Landscapes — Working Method
My landscape-inspired work includes pieces made outside and in the studio. The works made in situ hold an immediacy of sensory experience, both felt and seen. Studio works emerge out of the sketches, visual impressions, and memories of place.
The Dead Sea picture was made sheltering from the heat under an umbrella on the salty beach, finding a way to explore the heat haze of the lowest place on earth. The moorland pool and Loe Bar paintings were created in the studio, using sketches made on the spot. As I worked my sketches brought back atmospheric memories of cool damp places and watery reflections.
Sitting, working outside in all weathers, the drawing process embeds the experience into memory. Back in the studio, as well as visual information, the drawings also trigger memories of heat, light and atmosphere. Feelings and recollections of wind, rain and sun find their way into the studio work. At best, something more of the experiential response to place comes through: an interface where outer experience meets the inner landscapes of the mind.
Paul Klee said "we reveal the reality that is behind visible things...there are many more latent realities". He puts it well, I think. I find it quite something to aim for: to draw out and communicate the transition from "visible" to "latent" realities.

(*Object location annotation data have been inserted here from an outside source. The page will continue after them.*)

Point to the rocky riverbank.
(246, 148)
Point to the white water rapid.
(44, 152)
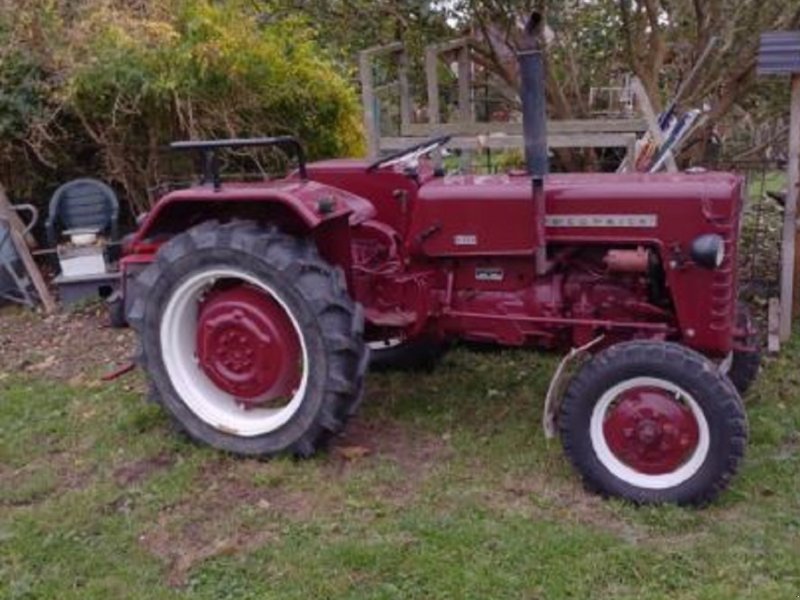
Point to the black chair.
(83, 204)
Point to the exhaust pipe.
(534, 123)
(532, 95)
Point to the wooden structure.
(779, 54)
(18, 240)
(470, 135)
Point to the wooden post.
(16, 229)
(9, 214)
(405, 91)
(432, 78)
(371, 127)
(790, 268)
(465, 113)
(652, 120)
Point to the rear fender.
(326, 218)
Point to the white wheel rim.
(631, 476)
(178, 339)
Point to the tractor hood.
(699, 197)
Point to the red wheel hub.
(247, 345)
(650, 430)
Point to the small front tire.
(653, 422)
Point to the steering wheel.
(411, 154)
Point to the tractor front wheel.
(653, 422)
(249, 339)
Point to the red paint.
(454, 257)
(247, 345)
(650, 431)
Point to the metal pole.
(790, 252)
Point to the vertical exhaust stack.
(532, 94)
(534, 122)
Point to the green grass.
(461, 497)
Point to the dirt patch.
(72, 346)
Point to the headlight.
(708, 250)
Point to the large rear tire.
(250, 339)
(653, 422)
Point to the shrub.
(106, 85)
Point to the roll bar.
(209, 148)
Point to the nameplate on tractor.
(601, 221)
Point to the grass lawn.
(443, 487)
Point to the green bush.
(99, 87)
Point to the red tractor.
(257, 304)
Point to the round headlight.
(708, 250)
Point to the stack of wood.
(23, 242)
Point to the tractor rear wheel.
(249, 339)
(653, 422)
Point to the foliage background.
(100, 86)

Landscape subjects suit this process. There is potential here for wholehearted engagement with the elements. I like to work outside on a large sheet of paper pinned to the earth with stones and rocks: in sun or breeze or drifting mist. Something very interesting happens when rain washes away the image, allowing fresh possibilities to emerge into awareness. Once, staying with the process, not giving up (although I was feeling overwhelmed by heat and flies) an image pf moorland came forth with all the richness of a magic Persian carpet.